(Des)Romance
Fazia dois anos que havíamos nos conhecido. Eu estava profundamente apegada a ele e ao que me tornava enquanto estávamos juntos. Ao contrário dos demais casais, não me prendia ao que ele me despertava de melhor e mais angelical. Não. Eu estava presa à necessidade que ele tinha de mim, mesmo quando estava ao meu lado. Sentia-me soberana enquanto seus olhos me buscavam e, quando sua voz me gritava na ausência, eu vibrava. Ele havia feito de mim um escudo. Eu o transformara em prisioneiro.
Quando nos conhecemos, eu tinha voltado há pouco para a nossa cidade. Passei alguns anos estudando em outra região. Se eu saí tranquila, voltei desconfiada e esperta. O tempo me mudara profundamente e, até encontrá-lo, eu não tinha descoberto esse lado.
Em uma noite, num bar da cidade, eu conheci Eduardo. Ele chamou a minha atenção pela beleza. Seus olhos eram encantadoramente azuis e ele transpirava sensualidade. Olhei e decidi que ele seria meu. Sua aparência calma era exatamente o que faltava na minha constante agitação. Desde então, não nos separamos. Éramos dois e nos tornamos um corpo e uma sombra. Ele me seguia, me amparava, me adorava e me colocava como prioridade em sua vida vazia.

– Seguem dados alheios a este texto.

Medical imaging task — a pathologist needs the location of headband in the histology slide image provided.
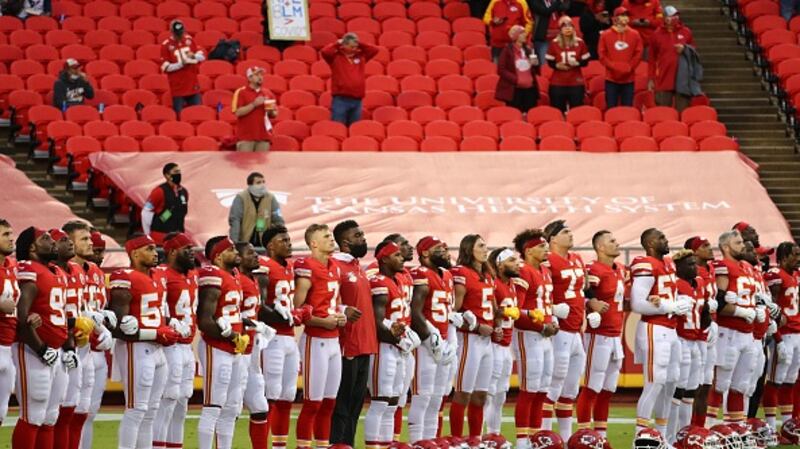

O tempo passava e, ao contrário do esperado, sua necessidade de me ter só aumentava. E ele se abria de uma maneira indescritivelmente ingênua. A cada gesto, a cada momento e a cada palavra, seu coração falava mais alto. Eu sabia de tudo sobre ele e me tornei o melhor exemplo de companheira, até o dia em que percebi que ele estava dependente de mim.
Tentei fugir, escapar, mas ele me pedia para que ficasse mais, só um pouco mais, até que ele conseguisse reestruturar a sua vida. E eu fiquei. Estava penalizada com a solidão que havia se instalado nele. Sentia que estava lutando contra mim mesma, mas decidi ajudá-lo. Odiava-me todas as vezes que o via.
Mas chegou o dia em que tudo mudou. Ao contrário de detestar toda a minha nova realidade, comecei a gostar dela. Eu não estava apegada a Eduardo. Na verdade, estava encantada com a dependência dele. Era fascinante, e deprimente, ver outro ser depender de mim até para decidir coisas banais. Preferi não lhe dizer, mas estava me adaptando à vida atual ao lado dele. Seria um fracasso se Eduardo percebesse o que estava fazendo consigo. Era sádico, mas eu queria continuar naquela situação de comando.
“Lu, o que você acha deste short?”, perguntava, inocentemente, enquanto eu me aproveitava daquela circunstância para me sentir plena e me livrar do vazio que me inundava há anos. Eu ficava saciada quando via sua dependência infantil.
E descobri que o dito amor era, na verdade, o mais puro egoísmo maquiavelicamente travestido. E prazeroso. Todo “eu te amo” inocente carregava um “preciso de você para, covardemente, conseguir seguir minha vida e tomar minhas decisões”. Covardia era o que o desditoso amor iria revelar com o passar do tempo.
Aos vaidosos, o amor trazia o prazer de ser o comandante, o guia de um viajante sem rumo, incoerente, vazio e fraco. O sentimento, como descrevem a literatura e seus românticos narradores, não existia. E tolo era quem vivia em busca dessa utopia. Eu havia percebido isso por meio do meu convívio doentio com Eduardo. O cotidiano constrói e destrói conceitos e ideologias.
- Você acha que devo fazer essa viagem? – perguntou o melancólico galanteador.
- Acho, Dudu. Acho. – “será a melhor maneira de, momentaneamente, me livrar do achismo forçado que tinha se transformado minha existência”, respondi a mim mesma. E, na volta, continuaríamos achando que tínhamos uma vida.